Next week, Jefferson County Public School students will begin the school year, and it’ll be the first year for the district with an official race and equity plan in place. Approved in May by the district, the new policy aims to address some of the inequities within the public school district, including achievement gaps between white students and students of color, disparities in the way black students are disciplined and making sure the JCPS teacher workforce is reflective of the student population.
Students of color make up slightly more than 50 percent of the district’s student population. Eighty-four percent of the district’s more than 6,000 teachers are white.
“Black students have the lowest rate of proficiency, have the lowest rate of college and career readiness and that even when we account for lunch status,” said JCPS community data specialist Krista Drescher-Burke, referring to the number of students who receive free or reduced-cost lunch because of their income. “So we just can’t say it’s poverty that is accounting for the disparities,”
Some of the district’s academic disparities were cited for the reason of Interim Commissioner Wayne Lewis recommendation for state management.
This summer, JCPS has been getting the word out to the community about the new policy. On Monday night, dozens sat in the gymnasium in Maupin Elementary to learn more about the district’s plans.
The policy says it will develop a curriculum that reflects the contributions of people of color in this country. At the meeting, Leora Jackson wanted to know more about this planned diversity in curriculum and if parents could be more involved in creating it.
“What books are they going to be reading?” Jackson asked. “What black history plays are they going to be looking at? What movies?”
Jackson just moved to Louisville from Arkansas. Her son is in the fourth grade.

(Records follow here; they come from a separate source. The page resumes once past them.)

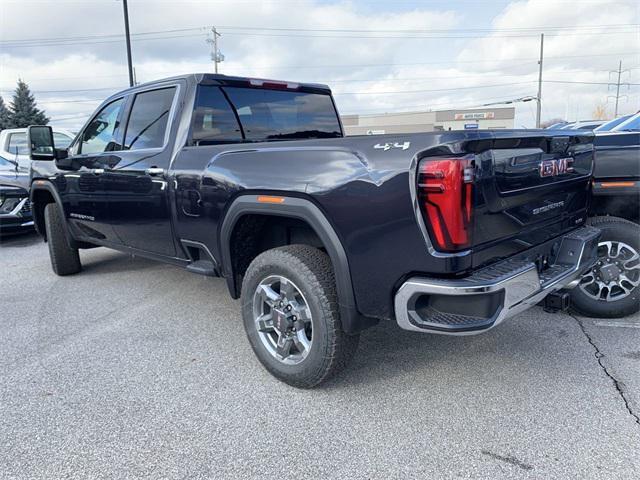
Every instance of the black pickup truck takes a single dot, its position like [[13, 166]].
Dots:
[[320, 235], [612, 288]]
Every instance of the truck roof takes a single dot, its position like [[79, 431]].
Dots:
[[219, 79]]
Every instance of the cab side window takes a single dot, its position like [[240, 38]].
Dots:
[[98, 136], [18, 144], [148, 119], [213, 119]]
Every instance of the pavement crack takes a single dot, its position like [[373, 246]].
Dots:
[[619, 386], [508, 459]]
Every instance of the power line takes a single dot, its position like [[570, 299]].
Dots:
[[336, 30], [434, 90], [255, 31]]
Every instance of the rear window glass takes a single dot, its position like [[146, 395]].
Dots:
[[213, 118], [275, 114]]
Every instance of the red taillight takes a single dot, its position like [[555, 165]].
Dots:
[[273, 84], [445, 193]]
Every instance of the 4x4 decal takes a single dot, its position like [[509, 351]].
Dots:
[[389, 146]]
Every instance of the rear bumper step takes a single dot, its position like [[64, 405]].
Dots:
[[483, 300]]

For attendee Edith Yarbrough, seeing the stark disparities between black and white students — such as reading proficiency for black elementary students lagging white students by at least twenty percentage points — is nothing new. But she does worry about what those scores mean for the city’s future.
“I want our city to be able to function the same level as other cities such as D.C., New York City,” said Yarbrough. “I mean Louisville is coming up so if we’re going to come up, we know we’re going to have to educate our workforce. Particularly our students of color.”
But on the eve of another school year, many attendees’ questions about how the policy will be implemented were left unanswered.
“It was like not answered because they’re still in the process of trying to figure it out,” Jackson said. “So basically it’s [the policy] still new and I understand; I’m new to the community as well.”
While many parts of the plan are still being worked out, each school is currently working to develop its own equity plan. These plans are devised by principals and are based on demographic data of students by race and class. Data also includes suspension rates and literacy proficiency by race and class. These individual school equity plans are due in September.